Gregg Popovich has ‘no regrets’ over chastising Spurs fans
On Wednesday night during a game between the San Antonio Spurs and Los Angeles Clippers, Gregg Popovich went viral after he grabbed a microphone midway through the second quarter and chastised Spurs fans.
Popovich, upset with the fans for booing former Spurs All-Star Kawhi Leonard, delayed the game and ripped into the very people who pay his salary, demanding they they hold themselves to a higher standard.
“Excuse me for a second,” said Popovich. “Can we stop all the booing and let these guys play? It’s got no class, it’s not who we are. Knock off the booing.”
Spurs fans weren’t having it and began to boo even louder.
With a few days to rest on it, Popovich refused to back down. In his mind, he knows how Spurs fans should conduct themselves and it should be in accordance with his way of thinking. He has no regrets for talking down to them or demanding they conform to his idea of accepted behavior.
“Absolutely not,” Popovich said when asked if he regretted the moment, via ESPN. “It’s pretty easy to understand. I listened to it for a while and it just got louder and louder and uglier and uglier, and I felt sorry for him, and I was embarrassed for our city, for our organization.
“Because that’s not who we are, that’s not how we’ve conducted ourselves for the last 25 years. It’s the opposite of the way we’ve conducted ourselves, the way we’ve worked in the community.”
Spurs fans are obviously still upset that Leonard forced his way out of San Antonio but that means little to Popovich, who once took personal aim at Leonard himself.
Apparently, in Popovich’s mind, it’s rules for thee but not for me.
“It’s kind of an indication of the world we live in today. It was hateful,” Popovich said. “It was really disrespectful, it was just mean-spirited. We’re the team that when somebody comes back to town after having been a Spur, so you first come back to town, we show a video of them.

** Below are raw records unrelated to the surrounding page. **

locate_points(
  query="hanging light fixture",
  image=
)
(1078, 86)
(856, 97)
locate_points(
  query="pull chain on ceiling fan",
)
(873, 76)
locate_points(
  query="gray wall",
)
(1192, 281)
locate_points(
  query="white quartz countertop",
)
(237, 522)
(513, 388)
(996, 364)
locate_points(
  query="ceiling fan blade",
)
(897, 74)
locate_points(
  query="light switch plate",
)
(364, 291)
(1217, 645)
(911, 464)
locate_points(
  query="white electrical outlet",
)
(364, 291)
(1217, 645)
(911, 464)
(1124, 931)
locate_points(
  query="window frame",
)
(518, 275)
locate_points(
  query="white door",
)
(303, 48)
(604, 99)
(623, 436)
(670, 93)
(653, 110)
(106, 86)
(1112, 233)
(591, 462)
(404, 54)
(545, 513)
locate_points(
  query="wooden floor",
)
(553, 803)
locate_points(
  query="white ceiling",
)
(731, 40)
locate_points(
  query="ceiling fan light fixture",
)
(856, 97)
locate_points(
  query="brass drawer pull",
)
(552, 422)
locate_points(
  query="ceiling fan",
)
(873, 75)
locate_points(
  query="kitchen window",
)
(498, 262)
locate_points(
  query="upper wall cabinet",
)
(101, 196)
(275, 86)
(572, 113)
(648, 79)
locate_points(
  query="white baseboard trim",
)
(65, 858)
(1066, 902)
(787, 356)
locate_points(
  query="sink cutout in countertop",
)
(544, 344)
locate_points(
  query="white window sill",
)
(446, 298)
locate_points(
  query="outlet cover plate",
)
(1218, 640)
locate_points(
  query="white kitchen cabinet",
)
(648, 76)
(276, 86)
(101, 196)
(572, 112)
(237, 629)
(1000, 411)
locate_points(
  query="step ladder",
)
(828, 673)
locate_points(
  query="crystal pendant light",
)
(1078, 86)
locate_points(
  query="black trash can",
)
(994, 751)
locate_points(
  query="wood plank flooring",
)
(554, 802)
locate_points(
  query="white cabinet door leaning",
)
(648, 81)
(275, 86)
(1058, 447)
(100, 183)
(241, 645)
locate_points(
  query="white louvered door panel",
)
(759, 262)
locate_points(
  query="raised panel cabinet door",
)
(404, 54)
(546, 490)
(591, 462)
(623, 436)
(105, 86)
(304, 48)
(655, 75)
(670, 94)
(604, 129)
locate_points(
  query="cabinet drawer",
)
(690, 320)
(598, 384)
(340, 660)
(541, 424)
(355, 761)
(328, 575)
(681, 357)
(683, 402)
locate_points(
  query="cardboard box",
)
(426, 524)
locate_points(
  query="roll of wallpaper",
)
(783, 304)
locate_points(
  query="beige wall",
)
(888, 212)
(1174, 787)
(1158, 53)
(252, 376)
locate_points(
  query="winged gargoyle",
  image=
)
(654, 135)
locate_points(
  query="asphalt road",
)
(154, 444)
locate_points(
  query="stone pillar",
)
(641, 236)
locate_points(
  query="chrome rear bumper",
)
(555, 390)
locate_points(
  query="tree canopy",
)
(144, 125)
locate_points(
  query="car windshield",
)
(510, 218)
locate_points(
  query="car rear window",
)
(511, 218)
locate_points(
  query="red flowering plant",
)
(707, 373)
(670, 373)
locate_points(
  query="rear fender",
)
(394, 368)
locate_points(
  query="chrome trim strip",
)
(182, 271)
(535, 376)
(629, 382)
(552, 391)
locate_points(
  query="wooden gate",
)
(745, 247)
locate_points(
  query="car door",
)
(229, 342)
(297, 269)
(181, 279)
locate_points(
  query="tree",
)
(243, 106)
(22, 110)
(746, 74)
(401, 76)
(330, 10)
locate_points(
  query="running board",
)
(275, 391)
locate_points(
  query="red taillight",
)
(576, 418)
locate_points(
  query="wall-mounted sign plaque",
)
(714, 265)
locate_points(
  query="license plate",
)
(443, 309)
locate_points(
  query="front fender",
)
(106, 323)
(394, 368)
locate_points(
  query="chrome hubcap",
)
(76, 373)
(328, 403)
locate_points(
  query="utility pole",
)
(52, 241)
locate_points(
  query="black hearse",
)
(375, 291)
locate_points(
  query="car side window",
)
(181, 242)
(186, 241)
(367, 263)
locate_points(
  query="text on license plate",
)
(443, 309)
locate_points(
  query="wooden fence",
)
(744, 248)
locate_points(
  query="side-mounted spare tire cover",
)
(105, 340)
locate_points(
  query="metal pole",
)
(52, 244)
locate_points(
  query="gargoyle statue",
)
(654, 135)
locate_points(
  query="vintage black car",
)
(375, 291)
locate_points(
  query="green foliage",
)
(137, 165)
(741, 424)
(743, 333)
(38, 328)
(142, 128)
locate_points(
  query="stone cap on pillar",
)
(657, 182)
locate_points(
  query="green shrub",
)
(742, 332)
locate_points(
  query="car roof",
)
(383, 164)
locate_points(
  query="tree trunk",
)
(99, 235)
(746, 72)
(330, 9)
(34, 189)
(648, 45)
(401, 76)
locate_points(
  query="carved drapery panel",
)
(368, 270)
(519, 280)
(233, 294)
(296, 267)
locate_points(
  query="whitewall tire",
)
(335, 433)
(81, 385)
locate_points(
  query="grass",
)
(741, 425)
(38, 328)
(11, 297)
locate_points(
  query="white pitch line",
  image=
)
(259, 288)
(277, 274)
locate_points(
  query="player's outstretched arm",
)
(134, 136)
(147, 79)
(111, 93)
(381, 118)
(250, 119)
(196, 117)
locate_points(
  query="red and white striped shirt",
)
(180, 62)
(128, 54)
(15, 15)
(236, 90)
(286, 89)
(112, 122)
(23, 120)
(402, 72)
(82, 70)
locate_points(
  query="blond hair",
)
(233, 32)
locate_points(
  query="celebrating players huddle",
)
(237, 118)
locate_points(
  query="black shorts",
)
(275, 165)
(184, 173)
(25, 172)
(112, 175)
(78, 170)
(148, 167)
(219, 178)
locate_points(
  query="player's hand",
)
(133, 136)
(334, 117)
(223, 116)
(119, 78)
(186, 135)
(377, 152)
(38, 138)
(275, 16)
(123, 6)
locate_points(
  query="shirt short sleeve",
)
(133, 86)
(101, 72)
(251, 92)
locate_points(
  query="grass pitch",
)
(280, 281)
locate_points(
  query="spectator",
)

“There’s enough hate the world where I think that’s totally inappropriate. It’s not what you would teach your kids to do. So it doesn’t make any sense, it’s unwise, so on every level, I have no regrets whatsoever.”
When Spurs fans express disdain for an opposing player, that’s a no-no. But when Popovich expresses a disdain for those same fans, it’s apparently A-OK.
We call that hypocritical and narcissistic. And Popovich is most certainly both of those things.